How to prove P=(-1)^L, c=(-1)^{L+S} for q \bar q

[BuckeyePhysicist]

How to prove

$P=(-1)^L$, 
$C=(-1)^{L+S}$

for

$q \bar q$

?

And $P=?$, $C=?$ for tetraquarks

$[(q_1 q_2)_{S_1}(\bar q_1 \bar q_2)_{S_2}$

?

 

[marlon]

Err, a bit more info please...

marlon

 

[Meir Achuz]

How to prove

$P=(-1)^L$, 
$C=(-1)^{L+S}$

for

$q \bar q$

?
?

P=(-1)^L for two particles. The relative parity of a fermion and its antiparticle is negative. So P=(-1)^(L+1) for q-qbar.
e.g., the spin zero pion has negative parity.

 

[Meir Achuz]

C=(-1)^(L+S) is correct for spin 1/2 fermion-antifermion.
e.g., the pi0 has C=+1.
To get the C eigenvalue, you have to reverse the spatial positions (-1)^L,
and the spin positions, which gives (-1)^(S+1) in adding 1/2+1/2=S.
There is another factor of (-1) when two fermiions are exchanged.

 

[Meir Achuz]

For tetraquarks, P=(-1)^(L1+L2+L3), because there are three internal orbital angular momenta. C depends on how you couple the quarks and antiquarks. Of course, C only applies to a neutral particle.
C is simpler when you first couple q to qbar. Then C for each pair is as above.

 

[BuckeyePhysicist]

What if I couple q_1 q_2 first with total angular momentum quantum number: J_1, and couple \bar q_1 and \bar q_2 together with J_2. And at last couple the diquark with the anti-diquark[or di-antiquark] with orbital momentum L. What I get for C for this tetraquark?

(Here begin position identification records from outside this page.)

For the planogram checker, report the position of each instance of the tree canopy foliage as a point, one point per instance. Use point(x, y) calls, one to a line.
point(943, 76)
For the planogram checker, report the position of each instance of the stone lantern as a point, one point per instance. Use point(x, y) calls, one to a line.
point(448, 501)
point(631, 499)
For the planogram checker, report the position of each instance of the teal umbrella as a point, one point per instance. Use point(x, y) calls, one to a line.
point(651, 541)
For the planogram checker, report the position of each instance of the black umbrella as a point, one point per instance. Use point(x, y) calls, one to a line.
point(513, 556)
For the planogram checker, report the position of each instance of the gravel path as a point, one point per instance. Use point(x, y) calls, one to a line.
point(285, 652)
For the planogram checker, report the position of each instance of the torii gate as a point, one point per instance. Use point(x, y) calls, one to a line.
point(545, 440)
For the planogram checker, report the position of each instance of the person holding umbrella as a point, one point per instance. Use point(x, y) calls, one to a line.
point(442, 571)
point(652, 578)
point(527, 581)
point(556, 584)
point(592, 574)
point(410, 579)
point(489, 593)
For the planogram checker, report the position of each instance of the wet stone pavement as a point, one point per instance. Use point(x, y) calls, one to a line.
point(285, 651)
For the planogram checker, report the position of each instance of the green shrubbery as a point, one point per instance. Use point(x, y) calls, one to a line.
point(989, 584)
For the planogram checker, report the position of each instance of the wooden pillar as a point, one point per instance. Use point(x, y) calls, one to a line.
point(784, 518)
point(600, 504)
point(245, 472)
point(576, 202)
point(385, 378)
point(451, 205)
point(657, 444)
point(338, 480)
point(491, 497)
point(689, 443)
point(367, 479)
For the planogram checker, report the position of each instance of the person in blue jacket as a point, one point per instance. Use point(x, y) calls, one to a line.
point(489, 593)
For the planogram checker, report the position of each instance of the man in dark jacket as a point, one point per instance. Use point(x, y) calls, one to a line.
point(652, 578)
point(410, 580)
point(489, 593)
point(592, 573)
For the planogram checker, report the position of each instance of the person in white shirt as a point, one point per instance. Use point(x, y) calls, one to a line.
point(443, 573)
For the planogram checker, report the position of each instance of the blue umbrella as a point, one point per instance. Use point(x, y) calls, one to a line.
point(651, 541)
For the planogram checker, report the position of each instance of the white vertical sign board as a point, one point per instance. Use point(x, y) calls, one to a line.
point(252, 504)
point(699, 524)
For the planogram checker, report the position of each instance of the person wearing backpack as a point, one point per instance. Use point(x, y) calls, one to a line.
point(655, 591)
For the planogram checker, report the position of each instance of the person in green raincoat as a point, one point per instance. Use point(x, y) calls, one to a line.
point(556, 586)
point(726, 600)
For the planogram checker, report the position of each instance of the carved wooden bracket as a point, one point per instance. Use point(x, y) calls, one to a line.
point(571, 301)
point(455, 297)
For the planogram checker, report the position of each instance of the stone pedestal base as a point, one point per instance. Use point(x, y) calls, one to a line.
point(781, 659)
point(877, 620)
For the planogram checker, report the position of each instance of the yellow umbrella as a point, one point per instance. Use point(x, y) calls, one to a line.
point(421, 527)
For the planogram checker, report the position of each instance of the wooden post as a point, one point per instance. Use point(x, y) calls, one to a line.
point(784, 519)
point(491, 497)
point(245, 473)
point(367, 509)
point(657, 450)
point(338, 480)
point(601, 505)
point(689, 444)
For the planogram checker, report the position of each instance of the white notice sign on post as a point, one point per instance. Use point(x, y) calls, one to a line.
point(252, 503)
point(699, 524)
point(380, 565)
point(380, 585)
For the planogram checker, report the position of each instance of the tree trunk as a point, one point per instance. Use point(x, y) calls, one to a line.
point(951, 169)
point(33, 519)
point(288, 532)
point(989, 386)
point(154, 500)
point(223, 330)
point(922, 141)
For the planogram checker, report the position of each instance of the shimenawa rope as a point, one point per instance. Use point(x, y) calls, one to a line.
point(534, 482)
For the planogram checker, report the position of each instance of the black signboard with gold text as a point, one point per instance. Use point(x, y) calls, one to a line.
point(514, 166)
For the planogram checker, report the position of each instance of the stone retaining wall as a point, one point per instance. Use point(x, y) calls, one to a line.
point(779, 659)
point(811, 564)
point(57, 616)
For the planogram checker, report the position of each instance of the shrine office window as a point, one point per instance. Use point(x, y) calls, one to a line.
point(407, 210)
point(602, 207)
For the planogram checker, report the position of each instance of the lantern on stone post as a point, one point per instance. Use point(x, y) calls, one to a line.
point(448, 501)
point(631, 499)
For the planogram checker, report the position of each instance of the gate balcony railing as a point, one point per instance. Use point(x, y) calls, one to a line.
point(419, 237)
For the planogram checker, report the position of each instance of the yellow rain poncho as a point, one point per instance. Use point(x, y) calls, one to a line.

Is it (-1)^2 * (-1)^{J_1+1}* (-1)^{J_2+1} * (-1)^{L} ?

 

[Meir Achuz]

Coupling q-qbar first is simpler and more reasonable (since the q-qbar attraction is greater).
Your formula for C is wrong.
For your coupling C=(-1)^L, and you need the internal J,L,S to be the same for each diquark to have an eigenstate of C.